ANSTRUTHER, Sir WILLIAM (d. 1711), judge, of a very ancient Scottish family, was the son of Sir Philip Anstruther of Anstruther, a royalist who was taken prisoner at the battle of Worcester, had his estates sequestered by Cromwell and restored to him by Charles II, and died in 1702. Sir William represented the county of Fife in parliament in 1681, and strongly opposed the measures of James, Duke of York, then lord high commissioner in Scotland. He was again returned for that county in 1689, and continued to represent it until the union(1707). In the revolution of 1688, Sir William took the side of the Prince of Orange, and was rewarded by being appointed one of the ordinary lords of session (22 Oct. 1689), and later a member of the privy council. In 1694 he was created baronet of Nova Scotia. In 1704 he was nominated one of the lords of justiciary in the room of Lord Aberuchil. By a charter under the great seal dated 20 April 1704, and ratified by parliament 14 Sept. 1705, the baronies of Anstruther and Ardross and the office of bailliary of the lordship of Pittenweem, with certain minor estates, rights, and privileges, and the office of carver and master of the household to her majesty and her heirs, were granted to Sir William Anstruther and his heirs for ever. Sir William Anstruther was strongly in favour of the union, and his name appears frequently in the division lists during the period when the question was agitating the Scotch parliament. He was the author of a volume of essays, interspersed with verse, published in 1701 under the title of 'Essays, Moral and Divine,' of which his friends thought so poorly that in his own interest they begged him not to publish it; and it is said that after the death of the judge, which happened in 1711, his son bought up all purchasable copies and suppressed the work. The contents of the volume were as follows: (1) Against Atheism; (2) Of Providence; (3) Of Learning and Religion; (4) Of Trifling Studies, Stage Plays, and Romances; (5) Of the Incarnation of Jesus Christ and the Redemption of Mankind.
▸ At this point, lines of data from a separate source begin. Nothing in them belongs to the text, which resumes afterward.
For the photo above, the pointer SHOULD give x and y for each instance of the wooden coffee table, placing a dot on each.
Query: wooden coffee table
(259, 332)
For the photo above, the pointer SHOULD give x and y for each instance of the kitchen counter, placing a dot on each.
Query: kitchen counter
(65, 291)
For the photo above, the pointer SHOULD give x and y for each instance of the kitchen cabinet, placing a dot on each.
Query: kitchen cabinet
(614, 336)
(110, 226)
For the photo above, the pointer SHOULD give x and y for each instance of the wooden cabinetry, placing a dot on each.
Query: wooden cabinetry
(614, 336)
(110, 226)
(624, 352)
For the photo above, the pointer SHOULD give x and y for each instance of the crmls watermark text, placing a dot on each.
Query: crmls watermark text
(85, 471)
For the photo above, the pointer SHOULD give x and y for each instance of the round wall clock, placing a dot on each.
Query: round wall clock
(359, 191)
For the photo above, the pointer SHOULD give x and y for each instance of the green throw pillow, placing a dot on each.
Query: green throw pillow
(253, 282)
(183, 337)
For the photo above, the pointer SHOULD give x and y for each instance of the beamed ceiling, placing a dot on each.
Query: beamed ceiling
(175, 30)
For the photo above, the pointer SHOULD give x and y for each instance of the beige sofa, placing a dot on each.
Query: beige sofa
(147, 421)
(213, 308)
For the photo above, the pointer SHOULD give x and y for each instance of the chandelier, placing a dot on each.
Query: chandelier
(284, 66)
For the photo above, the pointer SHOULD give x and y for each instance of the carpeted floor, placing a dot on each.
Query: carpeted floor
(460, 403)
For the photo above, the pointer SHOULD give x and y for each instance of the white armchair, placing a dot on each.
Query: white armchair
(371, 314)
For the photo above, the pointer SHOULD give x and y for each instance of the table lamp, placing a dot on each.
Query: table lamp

Sir William was married to Helen Hamilton, daughter of John, fourth Earl of Haddington.

[Douglas's Baronage of Scotland, 316; Brunton and Haig's Senators of the College of Justice; Acts of the Parliaments of Scotland, VIII, IX, X, XI, 232, 255-6, 321-422; Melville Paper (1689-91) 307; Hume of Crossrigg's Diary (1700-1707), 33, 40; Beatson's Political Index, iii. 76, 112; Haydn's Book of Dignities, 413; Anderson's Scottish Nation.]